Vi a los tres aparatos picar casi de forma suicida. Creo que no habría mas de 6 metros de separación entre uno y otro, formando una sostenida línea oblicua cuyo extremo apuntaba al anillo de la torre. El Tigre de Bengala no tuvo en esta ocasión oportunidad alguna, al encontrarse parado su motor y destacando en la cima truncada de la loma. A unos 40 ó 50 metros de distancia del objetivo, los tres Tifones dispararon tres enjambres de cohetes que, consecutiva e inmediatamente, impactaron en la unión de la barcaza y la torre. Pasó una décima de segundo y parecía como si se hubiera suspendido el tiempo sin resultado alguno. Una décima de segundo más tarde una tremenda bola roja, que parecía tener consistencia propia, elevó la torre del Tigre a más de seis metros de altura, al mismo tiempo que el resto del blindado parecía ser arrastrado por una locomotora ladera abajo de la loma.

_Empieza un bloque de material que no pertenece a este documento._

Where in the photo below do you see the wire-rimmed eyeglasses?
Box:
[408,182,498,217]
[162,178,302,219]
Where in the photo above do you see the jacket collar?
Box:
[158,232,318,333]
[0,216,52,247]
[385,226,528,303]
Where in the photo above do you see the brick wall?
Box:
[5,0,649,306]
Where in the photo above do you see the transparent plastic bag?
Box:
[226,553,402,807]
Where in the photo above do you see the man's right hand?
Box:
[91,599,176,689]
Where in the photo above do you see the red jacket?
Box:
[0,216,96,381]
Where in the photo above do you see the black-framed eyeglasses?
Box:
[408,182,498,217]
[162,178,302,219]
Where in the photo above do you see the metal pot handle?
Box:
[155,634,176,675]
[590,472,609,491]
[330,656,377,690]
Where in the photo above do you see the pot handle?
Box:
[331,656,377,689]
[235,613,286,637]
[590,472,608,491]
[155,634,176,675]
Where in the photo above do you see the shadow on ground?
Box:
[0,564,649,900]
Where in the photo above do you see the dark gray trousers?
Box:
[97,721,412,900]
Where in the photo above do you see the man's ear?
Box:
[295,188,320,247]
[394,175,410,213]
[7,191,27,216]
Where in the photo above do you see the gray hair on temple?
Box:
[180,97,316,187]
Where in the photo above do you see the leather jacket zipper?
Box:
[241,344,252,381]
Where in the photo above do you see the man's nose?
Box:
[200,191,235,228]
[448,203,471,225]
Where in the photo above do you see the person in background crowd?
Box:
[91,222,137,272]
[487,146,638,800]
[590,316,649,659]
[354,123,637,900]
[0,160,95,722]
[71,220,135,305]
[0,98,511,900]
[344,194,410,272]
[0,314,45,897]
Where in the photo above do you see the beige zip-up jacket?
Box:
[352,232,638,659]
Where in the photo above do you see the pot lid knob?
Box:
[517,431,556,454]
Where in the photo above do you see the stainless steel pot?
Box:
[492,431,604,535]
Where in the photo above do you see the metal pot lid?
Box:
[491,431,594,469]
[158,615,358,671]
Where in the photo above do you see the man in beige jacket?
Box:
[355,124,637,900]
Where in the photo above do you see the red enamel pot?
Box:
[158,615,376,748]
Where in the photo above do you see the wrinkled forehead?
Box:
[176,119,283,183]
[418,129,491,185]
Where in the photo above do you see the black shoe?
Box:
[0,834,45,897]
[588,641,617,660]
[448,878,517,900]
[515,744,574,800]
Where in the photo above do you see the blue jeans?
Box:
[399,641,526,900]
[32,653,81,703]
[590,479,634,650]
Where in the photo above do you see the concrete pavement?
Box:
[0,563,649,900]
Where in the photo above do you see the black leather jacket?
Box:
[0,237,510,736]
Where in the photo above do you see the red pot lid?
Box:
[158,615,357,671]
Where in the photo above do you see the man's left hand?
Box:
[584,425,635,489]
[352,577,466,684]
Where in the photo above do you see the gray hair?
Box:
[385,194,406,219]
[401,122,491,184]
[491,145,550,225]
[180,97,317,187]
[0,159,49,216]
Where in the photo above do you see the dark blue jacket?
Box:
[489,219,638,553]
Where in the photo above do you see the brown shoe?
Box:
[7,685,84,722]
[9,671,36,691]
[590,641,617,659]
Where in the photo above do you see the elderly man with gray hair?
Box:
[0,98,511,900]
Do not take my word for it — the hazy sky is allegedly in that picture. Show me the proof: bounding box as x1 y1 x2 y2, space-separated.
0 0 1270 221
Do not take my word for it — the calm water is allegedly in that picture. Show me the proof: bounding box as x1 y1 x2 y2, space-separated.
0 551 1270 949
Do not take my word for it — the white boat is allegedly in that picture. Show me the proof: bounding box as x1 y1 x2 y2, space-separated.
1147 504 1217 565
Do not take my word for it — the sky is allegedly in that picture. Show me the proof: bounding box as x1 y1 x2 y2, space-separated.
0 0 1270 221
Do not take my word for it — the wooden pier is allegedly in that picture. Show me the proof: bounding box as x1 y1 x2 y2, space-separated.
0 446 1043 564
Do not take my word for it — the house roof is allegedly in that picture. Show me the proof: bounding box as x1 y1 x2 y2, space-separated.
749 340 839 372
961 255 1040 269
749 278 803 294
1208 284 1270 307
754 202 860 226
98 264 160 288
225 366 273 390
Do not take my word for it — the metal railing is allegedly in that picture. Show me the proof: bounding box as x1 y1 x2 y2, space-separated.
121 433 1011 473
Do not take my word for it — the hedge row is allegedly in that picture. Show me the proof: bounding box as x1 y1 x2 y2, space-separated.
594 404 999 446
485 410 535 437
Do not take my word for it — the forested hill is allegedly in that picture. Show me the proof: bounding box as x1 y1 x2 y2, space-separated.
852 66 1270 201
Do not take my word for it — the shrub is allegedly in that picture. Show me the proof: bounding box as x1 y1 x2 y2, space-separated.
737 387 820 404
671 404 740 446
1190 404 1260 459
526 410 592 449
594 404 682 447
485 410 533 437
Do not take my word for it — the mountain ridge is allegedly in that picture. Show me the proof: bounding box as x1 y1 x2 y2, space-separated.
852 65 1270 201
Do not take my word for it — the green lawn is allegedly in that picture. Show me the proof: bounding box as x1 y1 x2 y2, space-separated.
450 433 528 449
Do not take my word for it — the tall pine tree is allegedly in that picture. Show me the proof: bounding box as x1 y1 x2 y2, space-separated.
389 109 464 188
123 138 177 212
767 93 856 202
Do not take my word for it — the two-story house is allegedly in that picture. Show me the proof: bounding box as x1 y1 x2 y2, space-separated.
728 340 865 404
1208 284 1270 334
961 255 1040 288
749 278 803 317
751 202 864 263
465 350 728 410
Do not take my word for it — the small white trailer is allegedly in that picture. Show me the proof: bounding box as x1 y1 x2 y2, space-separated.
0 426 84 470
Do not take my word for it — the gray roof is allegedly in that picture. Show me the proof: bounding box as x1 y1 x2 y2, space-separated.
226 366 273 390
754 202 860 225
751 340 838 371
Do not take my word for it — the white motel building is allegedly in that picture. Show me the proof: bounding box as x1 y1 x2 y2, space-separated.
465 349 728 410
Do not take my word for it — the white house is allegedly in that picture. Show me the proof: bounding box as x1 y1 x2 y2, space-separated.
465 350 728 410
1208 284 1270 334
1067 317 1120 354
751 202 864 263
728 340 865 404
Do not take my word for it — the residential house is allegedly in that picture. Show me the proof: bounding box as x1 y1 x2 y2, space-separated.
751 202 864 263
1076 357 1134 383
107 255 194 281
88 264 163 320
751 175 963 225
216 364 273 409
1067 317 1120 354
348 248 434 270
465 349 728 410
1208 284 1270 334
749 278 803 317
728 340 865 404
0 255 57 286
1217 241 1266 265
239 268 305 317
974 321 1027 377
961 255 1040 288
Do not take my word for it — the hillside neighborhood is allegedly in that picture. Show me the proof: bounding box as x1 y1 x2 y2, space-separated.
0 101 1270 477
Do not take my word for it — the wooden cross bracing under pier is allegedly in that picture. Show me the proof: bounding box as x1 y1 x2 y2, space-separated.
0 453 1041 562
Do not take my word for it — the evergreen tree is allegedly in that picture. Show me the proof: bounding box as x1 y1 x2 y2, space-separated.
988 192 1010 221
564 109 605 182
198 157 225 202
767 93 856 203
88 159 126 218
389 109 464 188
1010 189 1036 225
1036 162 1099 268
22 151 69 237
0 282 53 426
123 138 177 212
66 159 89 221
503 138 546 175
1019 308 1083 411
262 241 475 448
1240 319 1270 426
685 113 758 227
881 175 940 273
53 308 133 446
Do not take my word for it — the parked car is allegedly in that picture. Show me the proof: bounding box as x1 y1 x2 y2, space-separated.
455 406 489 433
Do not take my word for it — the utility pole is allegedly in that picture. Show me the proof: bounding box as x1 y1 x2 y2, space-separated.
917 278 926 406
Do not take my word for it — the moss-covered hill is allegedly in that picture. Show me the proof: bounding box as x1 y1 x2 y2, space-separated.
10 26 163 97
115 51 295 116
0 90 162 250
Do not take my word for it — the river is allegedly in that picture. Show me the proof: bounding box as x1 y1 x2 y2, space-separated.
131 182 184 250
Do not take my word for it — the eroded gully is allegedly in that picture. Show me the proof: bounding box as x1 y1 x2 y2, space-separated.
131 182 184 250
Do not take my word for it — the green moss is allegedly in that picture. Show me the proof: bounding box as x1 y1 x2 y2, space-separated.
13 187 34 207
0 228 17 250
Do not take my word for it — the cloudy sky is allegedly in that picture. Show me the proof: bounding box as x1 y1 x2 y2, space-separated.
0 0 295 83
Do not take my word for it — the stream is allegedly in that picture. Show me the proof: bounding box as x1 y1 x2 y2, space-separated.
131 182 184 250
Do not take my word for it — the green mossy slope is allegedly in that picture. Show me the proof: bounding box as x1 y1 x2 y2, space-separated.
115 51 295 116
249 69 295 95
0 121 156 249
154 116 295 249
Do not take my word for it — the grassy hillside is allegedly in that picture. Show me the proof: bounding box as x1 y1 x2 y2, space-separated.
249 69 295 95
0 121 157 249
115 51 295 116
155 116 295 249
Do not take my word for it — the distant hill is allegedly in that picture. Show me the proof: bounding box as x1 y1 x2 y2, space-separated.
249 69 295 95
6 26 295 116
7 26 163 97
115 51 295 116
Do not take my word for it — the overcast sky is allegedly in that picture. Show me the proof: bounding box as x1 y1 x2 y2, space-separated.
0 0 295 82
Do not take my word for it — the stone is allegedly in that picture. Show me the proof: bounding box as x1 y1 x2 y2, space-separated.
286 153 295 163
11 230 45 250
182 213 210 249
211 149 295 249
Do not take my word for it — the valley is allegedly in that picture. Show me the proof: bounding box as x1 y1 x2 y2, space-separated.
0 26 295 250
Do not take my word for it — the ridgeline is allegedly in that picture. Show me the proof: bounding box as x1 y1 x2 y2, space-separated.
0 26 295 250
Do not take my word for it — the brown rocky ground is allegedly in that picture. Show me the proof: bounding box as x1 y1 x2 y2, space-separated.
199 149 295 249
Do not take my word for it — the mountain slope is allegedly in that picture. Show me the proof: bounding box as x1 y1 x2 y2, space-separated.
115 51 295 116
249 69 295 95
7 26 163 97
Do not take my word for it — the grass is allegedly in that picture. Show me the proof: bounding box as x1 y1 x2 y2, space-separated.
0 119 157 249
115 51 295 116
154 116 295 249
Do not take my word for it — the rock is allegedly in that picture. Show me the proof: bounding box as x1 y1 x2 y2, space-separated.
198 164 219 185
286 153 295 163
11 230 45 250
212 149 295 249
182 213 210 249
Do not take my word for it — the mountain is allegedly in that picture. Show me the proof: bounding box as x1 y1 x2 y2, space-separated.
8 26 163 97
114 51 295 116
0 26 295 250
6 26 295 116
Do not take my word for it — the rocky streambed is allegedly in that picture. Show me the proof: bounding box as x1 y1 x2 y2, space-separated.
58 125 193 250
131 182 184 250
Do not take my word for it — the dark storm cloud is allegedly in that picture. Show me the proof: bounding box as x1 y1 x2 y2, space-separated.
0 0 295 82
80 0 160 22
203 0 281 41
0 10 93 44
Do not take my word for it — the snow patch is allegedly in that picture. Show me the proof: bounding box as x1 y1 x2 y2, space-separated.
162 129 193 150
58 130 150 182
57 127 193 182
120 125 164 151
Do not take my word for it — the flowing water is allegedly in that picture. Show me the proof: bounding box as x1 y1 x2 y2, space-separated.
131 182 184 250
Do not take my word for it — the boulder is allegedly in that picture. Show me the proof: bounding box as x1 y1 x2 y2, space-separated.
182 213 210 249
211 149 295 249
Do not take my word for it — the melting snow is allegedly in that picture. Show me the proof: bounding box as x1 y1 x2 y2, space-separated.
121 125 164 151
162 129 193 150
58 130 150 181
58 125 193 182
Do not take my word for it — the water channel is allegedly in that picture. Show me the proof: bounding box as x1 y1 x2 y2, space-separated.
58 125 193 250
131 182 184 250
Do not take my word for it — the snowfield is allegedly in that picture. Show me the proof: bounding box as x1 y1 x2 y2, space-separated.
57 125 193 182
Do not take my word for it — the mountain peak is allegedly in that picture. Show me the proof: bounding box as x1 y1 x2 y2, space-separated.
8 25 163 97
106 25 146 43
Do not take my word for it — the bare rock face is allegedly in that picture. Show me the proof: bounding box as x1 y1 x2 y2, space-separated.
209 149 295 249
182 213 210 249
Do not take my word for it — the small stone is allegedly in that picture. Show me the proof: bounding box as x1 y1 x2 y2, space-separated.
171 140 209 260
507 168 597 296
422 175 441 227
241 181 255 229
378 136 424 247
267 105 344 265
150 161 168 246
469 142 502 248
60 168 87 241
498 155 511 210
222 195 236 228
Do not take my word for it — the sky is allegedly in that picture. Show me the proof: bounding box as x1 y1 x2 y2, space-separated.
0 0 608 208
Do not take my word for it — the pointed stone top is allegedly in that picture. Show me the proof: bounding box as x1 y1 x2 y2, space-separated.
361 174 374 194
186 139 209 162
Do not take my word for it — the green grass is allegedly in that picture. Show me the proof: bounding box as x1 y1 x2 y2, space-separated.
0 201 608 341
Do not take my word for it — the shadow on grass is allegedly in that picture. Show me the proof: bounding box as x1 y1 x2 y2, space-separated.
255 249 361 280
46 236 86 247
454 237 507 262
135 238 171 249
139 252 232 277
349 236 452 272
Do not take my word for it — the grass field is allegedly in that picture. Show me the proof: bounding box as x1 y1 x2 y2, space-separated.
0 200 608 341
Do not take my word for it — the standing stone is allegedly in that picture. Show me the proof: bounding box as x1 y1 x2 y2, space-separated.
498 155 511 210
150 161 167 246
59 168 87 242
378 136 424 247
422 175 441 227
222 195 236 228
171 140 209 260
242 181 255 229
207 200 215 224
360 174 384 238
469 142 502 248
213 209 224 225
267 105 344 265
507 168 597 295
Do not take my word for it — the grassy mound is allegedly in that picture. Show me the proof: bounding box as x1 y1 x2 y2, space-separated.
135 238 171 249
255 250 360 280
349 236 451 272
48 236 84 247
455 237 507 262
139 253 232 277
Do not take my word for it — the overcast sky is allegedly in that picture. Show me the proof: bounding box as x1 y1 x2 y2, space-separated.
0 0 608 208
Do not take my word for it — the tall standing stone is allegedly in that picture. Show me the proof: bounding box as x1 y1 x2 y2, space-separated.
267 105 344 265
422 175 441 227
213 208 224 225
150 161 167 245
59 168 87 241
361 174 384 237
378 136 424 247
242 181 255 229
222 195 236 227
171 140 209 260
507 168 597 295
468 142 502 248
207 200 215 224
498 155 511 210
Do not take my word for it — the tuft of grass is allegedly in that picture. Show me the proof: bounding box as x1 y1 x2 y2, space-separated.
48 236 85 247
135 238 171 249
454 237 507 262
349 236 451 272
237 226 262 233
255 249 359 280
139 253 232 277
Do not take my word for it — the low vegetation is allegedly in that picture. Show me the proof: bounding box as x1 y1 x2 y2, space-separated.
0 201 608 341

Un segundo después, una pavorosa deflagración partió el carro por la mitad como si fuera mantequilla, no dejando mas que hierros y planchas retorcidas y ennegrecidas en la parte trasera. La torreta, también incendiada y ennegrecida cayó entre unos arbustos, a unos doce metros de distancia tras rodar por la pendiente. Así terminó su existencia de destrucción aquella oscura y maldita bestia.....
Un grito clamoroso, contenido y entusiasta se escapó al mismo tiempo de las gargantas de todos los paracaidistas británicos. Las boinas rojas volaron por el cielo y algunos de aquellos aguerridos soldados lloraron de emoción, recordando sobre todo a sus compañeros caídos en la batalla bajo las fauces destructoras del carro alemán . Los tres Hawker Typhoon alabearon sus alas a derecha e izquierda repetidas veces, hasta que se perdieron de vista en el horizonte anaranjado.....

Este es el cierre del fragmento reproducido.